I wanted to be able to read non-DRM’d LIT books, because on the pocket PC, the reader is generally beautiful. Microsoft amazingly doesn’t support the SDA and isn’t really all that sure that it supports Windows Mobile 5.0. So I’ve bought TinyReader to read LIT. The free TinyReader doesn’t read LIT and neither does Mobibook.

The MS Explorer browser is a mixed bag. In downtown Clarendon, if I can get signal at all, I can browse mostly text sites, but anything with a lot of fancy CSS either looks awful or crashes the browser. At Panera, sometimes I can connect and browse reasonably OK, albeit slow. At hotels, sometimes the redirect to the page that says, “I will not use this public access point for evil” fails. So I wish I had a better browser, or maybe an RSS reader instead.

I found one commercial RSS reader, but to enter new feeds, I have to type them on the phone. Programmers, you don’t seem to understand that it takes me literally hours to type a URL. I found an application that claims to allow me to use my computers keyboard when connected to the phone, but it costs big $$.

Some installs fail and I get an annoying ‘Low on memory’ message, but no suggestions on how to deal with it. My memory utility tells me the IPSM folder is full, but the SDA doesn’t have an IPSM folder, instead it has \Windows\AppMgr\Install, which appears to hold failed install files. These have to be deleted manually. This is not hitting-the-easy-button easy. This was very hard to discover. Also, some installs prompt me to install to card, some doen’t. If the install fails to prompt me to install to card, usually the install will fail, and if it doesn’t, I will get a device not supported error.

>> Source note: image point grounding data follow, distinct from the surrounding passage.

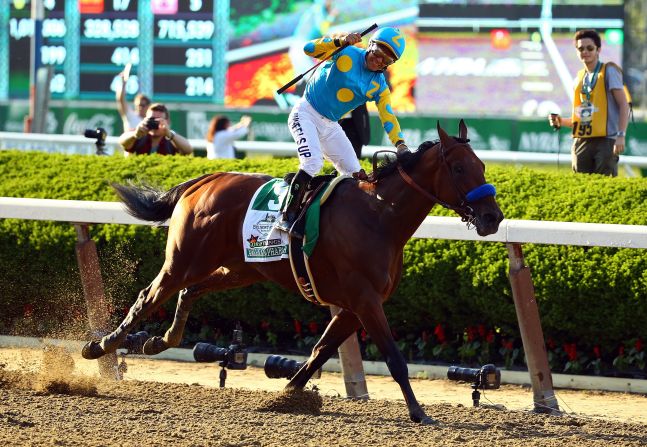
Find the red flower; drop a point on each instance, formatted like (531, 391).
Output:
(27, 310)
(571, 351)
(439, 332)
(471, 334)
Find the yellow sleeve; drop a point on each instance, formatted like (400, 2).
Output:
(389, 121)
(321, 48)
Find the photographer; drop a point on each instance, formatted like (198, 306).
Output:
(154, 135)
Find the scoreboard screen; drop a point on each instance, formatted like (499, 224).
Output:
(459, 54)
(184, 39)
(168, 43)
(108, 41)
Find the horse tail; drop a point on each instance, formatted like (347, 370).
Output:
(149, 203)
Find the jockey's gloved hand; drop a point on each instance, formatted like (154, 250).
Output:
(401, 147)
(352, 39)
(360, 175)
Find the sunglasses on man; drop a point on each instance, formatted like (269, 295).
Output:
(587, 48)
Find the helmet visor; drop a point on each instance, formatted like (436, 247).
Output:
(384, 54)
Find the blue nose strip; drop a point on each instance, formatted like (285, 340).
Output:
(479, 192)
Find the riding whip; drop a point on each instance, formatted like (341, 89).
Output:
(298, 78)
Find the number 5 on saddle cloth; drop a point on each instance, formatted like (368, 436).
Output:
(263, 242)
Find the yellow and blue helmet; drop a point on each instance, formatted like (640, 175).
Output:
(391, 38)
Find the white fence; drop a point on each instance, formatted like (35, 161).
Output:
(511, 232)
(76, 144)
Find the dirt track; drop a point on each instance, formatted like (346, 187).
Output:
(37, 408)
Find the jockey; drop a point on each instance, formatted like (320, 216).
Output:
(351, 78)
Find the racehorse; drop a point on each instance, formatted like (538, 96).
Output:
(204, 246)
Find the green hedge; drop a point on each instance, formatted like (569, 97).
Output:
(589, 296)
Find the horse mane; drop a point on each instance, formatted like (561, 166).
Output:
(406, 159)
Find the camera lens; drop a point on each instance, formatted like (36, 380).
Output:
(134, 343)
(277, 367)
(152, 123)
(205, 353)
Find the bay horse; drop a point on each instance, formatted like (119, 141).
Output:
(204, 247)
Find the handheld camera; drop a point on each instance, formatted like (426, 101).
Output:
(233, 357)
(100, 135)
(152, 124)
(488, 377)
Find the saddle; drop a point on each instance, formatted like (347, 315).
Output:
(300, 249)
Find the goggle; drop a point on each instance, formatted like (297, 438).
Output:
(587, 48)
(378, 51)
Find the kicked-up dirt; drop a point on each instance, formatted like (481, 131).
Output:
(86, 411)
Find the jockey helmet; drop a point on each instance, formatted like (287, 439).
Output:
(392, 39)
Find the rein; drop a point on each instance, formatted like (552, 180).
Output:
(463, 209)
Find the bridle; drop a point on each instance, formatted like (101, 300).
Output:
(463, 209)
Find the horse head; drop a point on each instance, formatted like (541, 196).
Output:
(449, 173)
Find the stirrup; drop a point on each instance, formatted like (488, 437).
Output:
(283, 225)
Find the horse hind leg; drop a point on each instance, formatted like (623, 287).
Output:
(148, 300)
(221, 279)
(342, 326)
(375, 323)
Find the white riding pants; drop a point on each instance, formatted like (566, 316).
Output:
(317, 138)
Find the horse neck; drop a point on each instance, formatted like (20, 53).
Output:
(407, 207)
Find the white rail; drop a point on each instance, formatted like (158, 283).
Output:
(77, 144)
(510, 231)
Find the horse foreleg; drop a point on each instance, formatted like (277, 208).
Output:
(148, 300)
(339, 329)
(375, 323)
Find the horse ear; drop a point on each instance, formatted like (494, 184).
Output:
(462, 130)
(444, 138)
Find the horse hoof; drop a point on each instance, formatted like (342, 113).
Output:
(92, 350)
(155, 345)
(428, 421)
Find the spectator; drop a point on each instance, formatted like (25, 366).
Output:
(600, 113)
(153, 135)
(220, 136)
(130, 118)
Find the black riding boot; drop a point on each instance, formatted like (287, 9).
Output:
(298, 188)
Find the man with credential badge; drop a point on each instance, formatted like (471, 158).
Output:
(600, 113)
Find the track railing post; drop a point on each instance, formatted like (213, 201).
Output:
(532, 335)
(98, 308)
(352, 368)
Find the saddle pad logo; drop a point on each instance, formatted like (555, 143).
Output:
(262, 242)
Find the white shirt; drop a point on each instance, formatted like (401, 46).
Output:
(132, 120)
(223, 143)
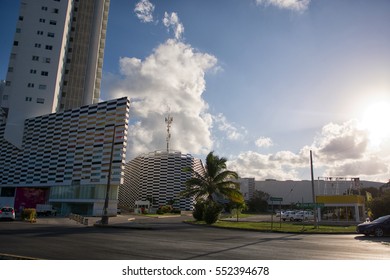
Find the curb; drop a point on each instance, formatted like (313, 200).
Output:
(15, 257)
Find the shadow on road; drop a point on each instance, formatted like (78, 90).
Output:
(383, 240)
(262, 240)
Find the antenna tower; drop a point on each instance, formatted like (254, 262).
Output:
(168, 121)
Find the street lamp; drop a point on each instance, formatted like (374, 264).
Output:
(104, 220)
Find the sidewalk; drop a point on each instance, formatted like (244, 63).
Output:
(129, 221)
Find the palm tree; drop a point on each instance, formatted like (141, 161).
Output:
(214, 182)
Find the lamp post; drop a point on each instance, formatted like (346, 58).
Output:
(104, 220)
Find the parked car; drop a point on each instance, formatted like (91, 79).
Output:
(303, 216)
(288, 215)
(7, 213)
(278, 213)
(378, 227)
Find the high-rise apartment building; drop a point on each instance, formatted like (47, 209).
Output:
(56, 60)
(58, 144)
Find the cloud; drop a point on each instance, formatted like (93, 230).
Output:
(338, 149)
(231, 131)
(171, 78)
(144, 10)
(172, 21)
(341, 141)
(296, 5)
(264, 142)
(261, 167)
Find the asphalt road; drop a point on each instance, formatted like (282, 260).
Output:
(175, 240)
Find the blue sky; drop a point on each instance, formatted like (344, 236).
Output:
(261, 82)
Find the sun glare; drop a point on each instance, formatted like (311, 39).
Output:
(376, 120)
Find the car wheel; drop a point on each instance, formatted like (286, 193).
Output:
(378, 232)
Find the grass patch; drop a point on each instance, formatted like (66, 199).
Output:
(284, 227)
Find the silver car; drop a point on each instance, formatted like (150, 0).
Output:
(7, 213)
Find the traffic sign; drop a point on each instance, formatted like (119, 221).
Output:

The .NET framework doesn’t seem to want to install to my T-Mobile SDA. I’ve tried all sorts of things, and it keeps fighting me.

The phone has a media player, which I am tempted to try to use, but not sure if I want to invest the time. After all, on my iPod, media just works. Except the movies, but that is another story.

Also, on a related note, I unlocked my Nokia phone, thanks to this site. And as of a few days ago it is now legal to do so! I will probably used my unlocked Nokia phone when I’m engaged in sports and stuff and don’t want my T-Mobile SDA to get crushed when I fall on it.